Sunday, June 27, 2010

I hate that I work well under pressure...

You know how some people just seem to work really well under pressure? Like when a deadline is looming, things get done with much more efficiency than ever before? Unfortunately, that is totally me. The deadline of Monday for these two units being done has been sitting heavily upon my shoulders and has meant that I have spent most of my weekend focusing on it. I was reassured that I am not the only one by the frequent updates and tip emails I was getting from the English coach (who they are due to) over the past few days. If I was the only one who hadn't turned them in yet, there certainly wouldn't be series of emails to the whole group! ;-)

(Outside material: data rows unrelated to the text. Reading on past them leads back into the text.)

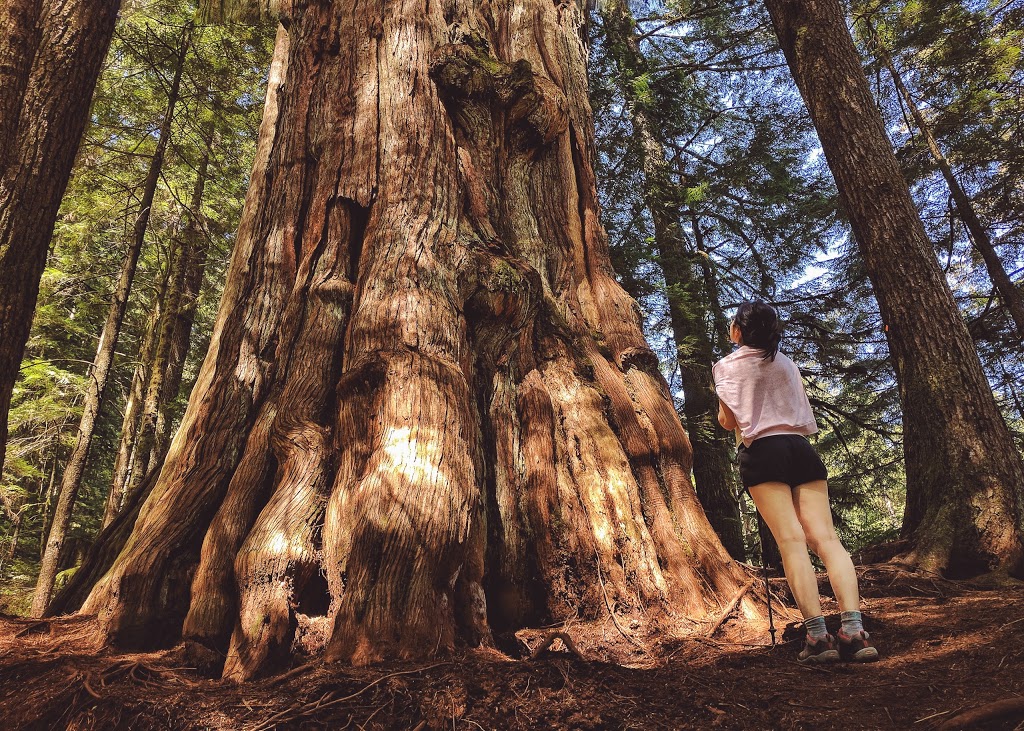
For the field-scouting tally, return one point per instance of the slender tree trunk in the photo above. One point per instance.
(75, 469)
(19, 19)
(47, 502)
(687, 306)
(74, 36)
(133, 414)
(1011, 296)
(427, 407)
(722, 345)
(964, 473)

So, I worked my butt off on them yesterday. I took a few breaks- trip to the farmer's market and a break to help make dinner- but other than that, I pretty much spent my day frantically typing up lessons for these units. I am like 3/4 of the way done with the first unit... but the frightening thing is that I haven't started the second unit yet, or the other part of this project, which is scoring work from the unit I piloted last year. The scoring should go fast and be a welcome break from lesson writing, and realistically, the second unit should go faster than the first, but realistically... I have today to get it all done, and I will also be going to church. This pretty much means that I will be doing only this after church today.

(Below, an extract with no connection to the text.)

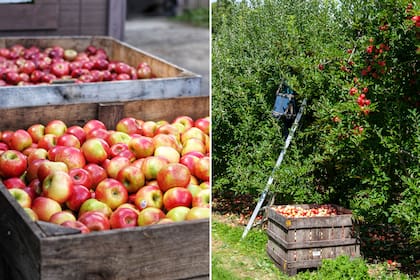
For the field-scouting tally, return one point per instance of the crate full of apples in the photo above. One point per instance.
(63, 70)
(88, 200)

The amusing part is that I know the stuff I am producing is good quality. It is funny... I really do work better under pressure for some reason. I think it is just a certain type of person. There are students in my Honors classes who always turn papers in at the very last minute and I can tell they were up all night writing them, but then when I read them I am always really impressed. Same problem- they work better under pressure. Then there is the other vast percentage of my students whose work feels painfully rushed and half-assed when they do it last minute. I want to believe I am in the minority on this one, because I am actually really proud of the work I have done over the past few days.  I kind of hate that I have subconsciously figured this out about myself, because maybe if I didn't know that I can get things done at the last minute, it wouldn't be so easy for me to let them wait until the last minute.